Rising interest rates may be good for a bank’s revenue stream, but they have the ability to wreak havoc on the balance sheet and, thus, shareholder equity.
A bank by the simplest definition is a holder and lender of deposits. When a buildup of deposits occurs unaccompanied by a similar growth in loans, banks put their spare cash to work in temporary investments until it’s needed to fund higher-yielding assets — like loans to businesses.
This is good because liquidity that would normally be earning zero dollars in cash can earn a little money — but is it worth the extra risk?

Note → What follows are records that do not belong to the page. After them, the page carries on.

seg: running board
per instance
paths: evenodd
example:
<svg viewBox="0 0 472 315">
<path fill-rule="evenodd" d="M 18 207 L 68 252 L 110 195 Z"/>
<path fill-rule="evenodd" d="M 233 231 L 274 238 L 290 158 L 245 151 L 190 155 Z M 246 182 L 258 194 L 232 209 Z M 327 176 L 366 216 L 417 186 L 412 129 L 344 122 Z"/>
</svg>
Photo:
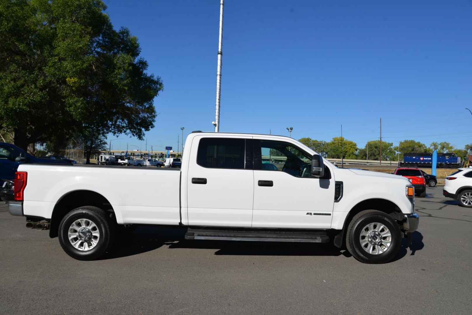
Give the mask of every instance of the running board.
<svg viewBox="0 0 472 315">
<path fill-rule="evenodd" d="M 262 242 L 305 242 L 328 243 L 329 237 L 325 232 L 279 231 L 265 229 L 222 230 L 189 228 L 185 239 L 255 241 Z"/>
</svg>

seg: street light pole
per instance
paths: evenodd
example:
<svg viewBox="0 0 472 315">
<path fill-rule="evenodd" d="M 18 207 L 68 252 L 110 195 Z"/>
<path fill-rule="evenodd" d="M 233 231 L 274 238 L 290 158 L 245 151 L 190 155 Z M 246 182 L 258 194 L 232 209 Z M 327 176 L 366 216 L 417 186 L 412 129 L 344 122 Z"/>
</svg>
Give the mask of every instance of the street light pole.
<svg viewBox="0 0 472 315">
<path fill-rule="evenodd" d="M 289 136 L 290 136 L 290 137 L 291 138 L 292 137 L 292 130 L 293 130 L 293 129 L 294 129 L 293 127 L 290 127 L 290 128 L 287 127 L 287 130 L 288 130 L 288 135 Z"/>
<path fill-rule="evenodd" d="M 223 56 L 223 0 L 219 3 L 219 34 L 218 37 L 218 64 L 216 70 L 216 104 L 215 111 L 215 132 L 219 132 L 219 102 L 221 96 L 221 58 Z M 178 149 L 177 149 L 178 151 Z"/>
<path fill-rule="evenodd" d="M 108 153 L 110 154 L 111 154 L 111 141 L 115 140 L 123 140 L 123 138 L 117 138 L 116 139 L 112 139 L 110 140 L 110 145 L 108 145 Z"/>
</svg>

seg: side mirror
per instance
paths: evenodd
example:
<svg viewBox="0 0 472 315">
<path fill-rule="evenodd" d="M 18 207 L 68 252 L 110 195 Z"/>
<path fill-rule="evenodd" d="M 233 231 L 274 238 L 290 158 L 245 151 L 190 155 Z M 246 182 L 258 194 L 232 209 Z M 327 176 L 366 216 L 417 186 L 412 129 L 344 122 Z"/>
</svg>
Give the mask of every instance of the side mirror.
<svg viewBox="0 0 472 315">
<path fill-rule="evenodd" d="M 21 152 L 20 153 L 20 155 L 17 156 L 15 158 L 15 162 L 24 162 L 26 161 L 26 158 L 25 157 L 25 153 Z"/>
<path fill-rule="evenodd" d="M 312 176 L 318 178 L 324 176 L 324 163 L 321 155 L 315 154 L 312 158 Z"/>
</svg>

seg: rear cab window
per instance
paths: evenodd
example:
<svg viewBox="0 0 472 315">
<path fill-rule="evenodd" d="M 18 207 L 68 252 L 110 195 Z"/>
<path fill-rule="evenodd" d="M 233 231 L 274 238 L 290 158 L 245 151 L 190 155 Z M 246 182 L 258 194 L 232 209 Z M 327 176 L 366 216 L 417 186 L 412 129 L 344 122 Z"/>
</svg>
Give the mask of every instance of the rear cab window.
<svg viewBox="0 0 472 315">
<path fill-rule="evenodd" d="M 198 144 L 197 164 L 209 168 L 243 170 L 245 148 L 244 139 L 203 138 Z"/>
<path fill-rule="evenodd" d="M 419 170 L 400 169 L 397 170 L 396 175 L 401 176 L 422 176 Z"/>
</svg>

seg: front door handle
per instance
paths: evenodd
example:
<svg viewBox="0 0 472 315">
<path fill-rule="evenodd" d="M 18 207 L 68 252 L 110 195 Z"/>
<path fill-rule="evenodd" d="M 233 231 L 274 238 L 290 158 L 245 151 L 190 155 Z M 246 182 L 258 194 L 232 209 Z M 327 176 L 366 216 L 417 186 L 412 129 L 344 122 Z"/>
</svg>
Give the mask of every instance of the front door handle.
<svg viewBox="0 0 472 315">
<path fill-rule="evenodd" d="M 206 179 L 195 178 L 192 179 L 192 184 L 206 184 Z"/>
</svg>

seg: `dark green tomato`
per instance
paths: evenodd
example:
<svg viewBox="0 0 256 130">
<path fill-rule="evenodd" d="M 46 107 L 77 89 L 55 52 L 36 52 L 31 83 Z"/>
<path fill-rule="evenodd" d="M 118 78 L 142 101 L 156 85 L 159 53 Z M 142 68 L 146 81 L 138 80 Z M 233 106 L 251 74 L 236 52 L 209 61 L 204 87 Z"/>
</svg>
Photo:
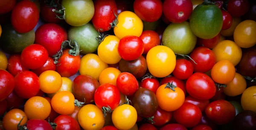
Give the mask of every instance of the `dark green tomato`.
<svg viewBox="0 0 256 130">
<path fill-rule="evenodd" d="M 34 44 L 35 32 L 33 30 L 26 33 L 20 33 L 14 30 L 11 24 L 3 25 L 2 28 L 0 47 L 7 53 L 21 53 L 24 48 Z"/>
<path fill-rule="evenodd" d="M 221 30 L 222 13 L 215 5 L 200 4 L 194 9 L 189 22 L 193 33 L 203 39 L 211 39 Z"/>
<path fill-rule="evenodd" d="M 197 38 L 193 33 L 189 23 L 171 23 L 163 34 L 163 45 L 171 48 L 175 53 L 187 55 L 195 48 Z"/>
<path fill-rule="evenodd" d="M 140 87 L 136 91 L 131 102 L 138 115 L 145 118 L 154 116 L 158 107 L 158 102 L 155 94 L 149 89 L 142 87 Z"/>
<path fill-rule="evenodd" d="M 97 50 L 99 45 L 96 37 L 99 34 L 93 25 L 88 23 L 79 27 L 72 27 L 68 31 L 69 40 L 75 40 L 80 45 L 80 53 L 91 53 Z"/>
<path fill-rule="evenodd" d="M 134 61 L 127 61 L 122 59 L 119 61 L 119 70 L 121 72 L 129 72 L 137 78 L 140 78 L 145 75 L 147 69 L 147 61 L 142 55 Z"/>
</svg>

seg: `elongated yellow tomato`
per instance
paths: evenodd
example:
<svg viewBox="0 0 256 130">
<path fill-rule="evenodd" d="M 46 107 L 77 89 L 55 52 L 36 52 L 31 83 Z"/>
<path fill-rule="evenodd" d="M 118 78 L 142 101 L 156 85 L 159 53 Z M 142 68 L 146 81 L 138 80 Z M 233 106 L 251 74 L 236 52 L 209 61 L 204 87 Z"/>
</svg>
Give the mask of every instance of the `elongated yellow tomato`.
<svg viewBox="0 0 256 130">
<path fill-rule="evenodd" d="M 78 112 L 78 122 L 85 130 L 100 130 L 105 121 L 101 110 L 94 105 L 83 106 Z"/>
<path fill-rule="evenodd" d="M 220 42 L 212 51 L 216 56 L 216 61 L 227 60 L 234 66 L 239 63 L 242 58 L 242 50 L 235 42 L 230 40 Z"/>
<path fill-rule="evenodd" d="M 157 46 L 150 49 L 146 61 L 150 73 L 158 77 L 171 74 L 176 65 L 176 57 L 173 51 L 164 46 Z"/>
<path fill-rule="evenodd" d="M 129 130 L 132 128 L 136 123 L 137 117 L 135 108 L 127 104 L 117 107 L 112 115 L 113 124 L 119 130 Z"/>
<path fill-rule="evenodd" d="M 62 85 L 60 89 L 54 93 L 47 94 L 50 98 L 52 98 L 55 94 L 61 91 L 68 91 L 72 92 L 72 81 L 67 77 L 61 77 L 61 78 L 62 79 Z"/>
<path fill-rule="evenodd" d="M 134 13 L 125 11 L 117 17 L 118 23 L 114 28 L 114 33 L 119 39 L 125 36 L 140 36 L 143 30 L 141 19 Z"/>
<path fill-rule="evenodd" d="M 117 47 L 120 40 L 115 36 L 106 36 L 98 47 L 98 55 L 104 62 L 115 64 L 121 60 Z"/>
<path fill-rule="evenodd" d="M 81 58 L 79 72 L 81 75 L 89 75 L 99 81 L 99 75 L 108 67 L 108 64 L 102 61 L 98 55 L 88 54 Z"/>
<path fill-rule="evenodd" d="M 6 56 L 3 52 L 0 50 L 0 69 L 6 70 L 7 68 L 7 64 L 8 60 Z"/>
<path fill-rule="evenodd" d="M 234 40 L 239 47 L 249 48 L 256 44 L 256 22 L 247 20 L 239 23 L 234 32 Z"/>
</svg>

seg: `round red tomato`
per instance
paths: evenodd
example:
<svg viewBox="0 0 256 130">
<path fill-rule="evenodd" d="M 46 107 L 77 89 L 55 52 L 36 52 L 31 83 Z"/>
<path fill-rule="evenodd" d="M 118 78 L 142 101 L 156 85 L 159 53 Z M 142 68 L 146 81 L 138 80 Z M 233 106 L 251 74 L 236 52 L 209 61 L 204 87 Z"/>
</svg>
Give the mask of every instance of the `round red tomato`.
<svg viewBox="0 0 256 130">
<path fill-rule="evenodd" d="M 135 36 L 123 37 L 118 44 L 118 53 L 125 60 L 134 60 L 141 55 L 144 50 L 143 41 Z"/>
<path fill-rule="evenodd" d="M 208 118 L 218 124 L 227 124 L 236 116 L 236 109 L 230 102 L 218 100 L 211 102 L 205 110 Z"/>
<path fill-rule="evenodd" d="M 94 4 L 94 14 L 92 19 L 96 30 L 103 32 L 109 30 L 117 23 L 114 21 L 117 15 L 117 7 L 114 0 L 97 0 Z"/>
<path fill-rule="evenodd" d="M 0 69 L 0 101 L 8 97 L 14 87 L 13 76 L 8 72 Z"/>
<path fill-rule="evenodd" d="M 25 99 L 33 97 L 40 89 L 39 78 L 34 73 L 28 71 L 23 71 L 15 77 L 14 90 L 19 97 Z"/>
<path fill-rule="evenodd" d="M 150 49 L 160 44 L 160 39 L 157 33 L 153 30 L 145 30 L 140 36 L 144 44 L 143 54 L 147 54 Z"/>
<path fill-rule="evenodd" d="M 184 94 L 186 95 L 186 86 L 185 83 L 184 83 L 183 81 L 173 76 L 166 77 L 163 78 L 161 80 L 161 85 L 162 85 L 164 84 L 167 84 L 168 83 L 172 83 L 172 84 L 173 85 L 176 86 L 177 87 L 180 88 L 181 89 L 182 89 L 184 92 Z"/>
<path fill-rule="evenodd" d="M 36 25 L 39 19 L 39 11 L 35 3 L 24 0 L 15 6 L 11 17 L 12 24 L 15 30 L 20 33 L 26 33 Z"/>
<path fill-rule="evenodd" d="M 162 16 L 163 7 L 160 0 L 135 0 L 134 3 L 135 14 L 142 20 L 154 22 Z"/>
<path fill-rule="evenodd" d="M 176 61 L 172 74 L 180 80 L 186 80 L 192 75 L 193 71 L 194 66 L 191 62 L 186 59 L 180 59 Z"/>
<path fill-rule="evenodd" d="M 193 11 L 190 0 L 166 0 L 163 10 L 164 16 L 172 22 L 180 23 L 188 19 Z"/>
<path fill-rule="evenodd" d="M 57 124 L 55 130 L 80 130 L 78 122 L 68 115 L 60 115 L 55 119 L 53 122 Z"/>
<path fill-rule="evenodd" d="M 213 51 L 204 47 L 196 48 L 190 56 L 197 64 L 189 59 L 194 66 L 194 71 L 196 72 L 205 73 L 209 71 L 216 62 L 216 56 Z"/>
<path fill-rule="evenodd" d="M 188 79 L 186 89 L 189 95 L 201 100 L 212 98 L 216 92 L 216 86 L 213 80 L 207 75 L 195 73 Z"/>
<path fill-rule="evenodd" d="M 192 127 L 198 125 L 201 121 L 202 113 L 196 105 L 184 102 L 173 112 L 173 116 L 179 124 L 186 127 Z"/>
<path fill-rule="evenodd" d="M 139 83 L 135 77 L 131 74 L 122 72 L 117 77 L 116 86 L 121 93 L 131 96 L 139 88 Z"/>
<path fill-rule="evenodd" d="M 20 55 L 16 54 L 11 55 L 8 59 L 7 69 L 7 71 L 13 76 L 21 72 L 29 70 L 29 69 L 21 64 Z"/>
<path fill-rule="evenodd" d="M 38 44 L 32 44 L 26 47 L 21 53 L 21 63 L 30 69 L 42 67 L 47 61 L 48 52 L 45 48 Z"/>
<path fill-rule="evenodd" d="M 56 54 L 61 50 L 62 42 L 67 40 L 66 30 L 55 24 L 43 25 L 35 32 L 35 43 L 44 47 L 49 56 Z"/>
</svg>

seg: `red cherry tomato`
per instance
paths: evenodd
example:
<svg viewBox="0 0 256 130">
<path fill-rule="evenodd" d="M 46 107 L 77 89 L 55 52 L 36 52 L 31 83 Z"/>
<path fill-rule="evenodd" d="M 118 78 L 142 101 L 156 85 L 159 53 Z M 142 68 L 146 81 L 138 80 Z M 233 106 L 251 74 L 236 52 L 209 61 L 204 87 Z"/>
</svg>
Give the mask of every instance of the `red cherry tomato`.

Accounting rules dictate these investments be reported at fair value, which declines when interest rates rise. This is fair because the assets are worth less than ones sold at the higher prevailing rates, but the fair-value adjustment isn’t necessarily a loss that the bank is going to realize.
As time goes by, negative adjustments will slowly reverse, and even go back to zero at the maturity date. This means a writedown now could potentially be just that: an accounting writedown on an income-producing asset that reverses over time.
Let’s think about this another way. Imagine that one day you lend a friend $1,000 for one year at a 10% interest rate. A year later, your friend repays the $1,000 plus the 10% interest. You earned 10%, helped a friend, and lost absolutely nothing.
Had rates risen to 20% during that time, however, you would have temporarily been in the same position the banks are in now. Would you have felt like your $1,000 loan was worth less because you could have gotten 20%? Would you have temporarily marked down the loan only to reverse it when your friend paid it off?
This is a simple metaphor, but it’s essentially what is going on with the banks lately. The only difference is that instead of your friend, the banks are investing their liquid funds in very secure government notes.
If you’re still following, let’s try to think about this from a bank’s point of view:
We have a ton of extra cash hanging around right now because we are building a “fortress” balance sheet. We have no real pressure to loan out money at the current rates because we think rates will continue to rise as they have been doing lately.
Since we put our liquidity — and a lot of it — in investments that are making money but losing value, our incentive to hold these investments to maturity increases as interest rates rise, and the losses we would take upon selling grows.